Interpretive Summary: Three species-groups in the fungal genus Alernaria produced an unique set of extracellular chemicals (metabolites) that allowed the recognition of those species groups by the metabolite profile they produce. These species groups are also recognizable by their pattern of spore production. Further work will be needed, including describing new species within each species-group, before any species-specific metabolite profiles can be established that will aid in identification of distinct species rather than species-groups. This is important, as there are many plant pathogenic Alernarias that occur in these groups, and it is important to be able to accurately identify them, especially when they occur on traded commodities.

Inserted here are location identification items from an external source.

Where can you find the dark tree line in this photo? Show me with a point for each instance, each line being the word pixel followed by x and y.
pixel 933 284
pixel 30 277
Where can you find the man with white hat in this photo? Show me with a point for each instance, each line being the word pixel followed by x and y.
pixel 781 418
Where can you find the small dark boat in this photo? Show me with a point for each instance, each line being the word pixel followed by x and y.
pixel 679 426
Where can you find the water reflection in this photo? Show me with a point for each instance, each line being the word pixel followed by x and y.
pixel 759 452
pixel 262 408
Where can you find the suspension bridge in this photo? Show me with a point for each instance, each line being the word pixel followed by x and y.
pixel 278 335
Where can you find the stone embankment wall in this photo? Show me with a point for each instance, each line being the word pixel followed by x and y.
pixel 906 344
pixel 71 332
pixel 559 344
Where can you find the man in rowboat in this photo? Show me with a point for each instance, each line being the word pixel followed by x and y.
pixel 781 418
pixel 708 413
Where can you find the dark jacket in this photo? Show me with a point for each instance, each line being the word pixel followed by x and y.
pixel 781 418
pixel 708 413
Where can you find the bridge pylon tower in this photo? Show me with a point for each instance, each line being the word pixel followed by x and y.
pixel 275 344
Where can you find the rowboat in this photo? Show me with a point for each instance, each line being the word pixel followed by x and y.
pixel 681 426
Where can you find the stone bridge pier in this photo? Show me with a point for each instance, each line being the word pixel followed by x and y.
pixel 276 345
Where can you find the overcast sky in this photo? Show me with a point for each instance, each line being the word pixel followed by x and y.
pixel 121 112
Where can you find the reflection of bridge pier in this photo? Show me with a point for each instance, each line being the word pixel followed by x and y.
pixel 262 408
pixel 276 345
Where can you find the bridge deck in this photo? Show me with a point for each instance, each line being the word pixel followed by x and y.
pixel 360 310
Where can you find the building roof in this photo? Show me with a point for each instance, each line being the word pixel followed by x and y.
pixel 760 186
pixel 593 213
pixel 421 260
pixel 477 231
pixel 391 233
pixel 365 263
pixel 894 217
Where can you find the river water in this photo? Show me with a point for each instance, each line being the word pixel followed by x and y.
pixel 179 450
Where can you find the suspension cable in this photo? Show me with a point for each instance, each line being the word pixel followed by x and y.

Technical Abstract: Correct morphological identification of Alternaria is important and demands a combination of modern standardized methods and up-to-date literature. The production of secondary metabolites has peviously been used as a means of identification and classification. In this study, 153 fungal isolates belonging to the genus Alternaria were examined. They were grown under standardized conditions and subjected to morphological and chemical examination. All isolates were grouped according to their three-dimensional sporulation pattern on potato carrot agar and their colony color on dichloran rose Bengal yeast extract sucrose agar (DRYES). After extraction, all isolates were analyzed by a high performance liquid chromatograph equipped with a diode array detector and the resulting metabolite profiles were subjected to multivariate statistic analyses. The analyses of metabolite profiles showed that the isolates could be divided into three major species-groups that were morphologically identifiable as the A. infectoria species-group, the A. arborescens species-group and the A. tenuissima species-group. The A. infectoria species-group is chemically very different from both the A. arborescens and the A. tenuissima species-groups with only a few metabolites in common. None of the 35 A. infectoria species-group isolates produced any known metabolites and all had white or grayish-white colonies on DRYES. The A. arborescens species-group and the A. tenuissima species-group, shared most of the known metabolites and had colonies of various shades of green on DRYES. One cluster of isolates belonging to the A. tenuissima species-group was able to produce tentoxin, which has not been reported previously from any A. tenuissima isolate. The resuls suggest that each species-group contains several taxa and these taxa need to be formally described before species specific metabolite profiles can be established.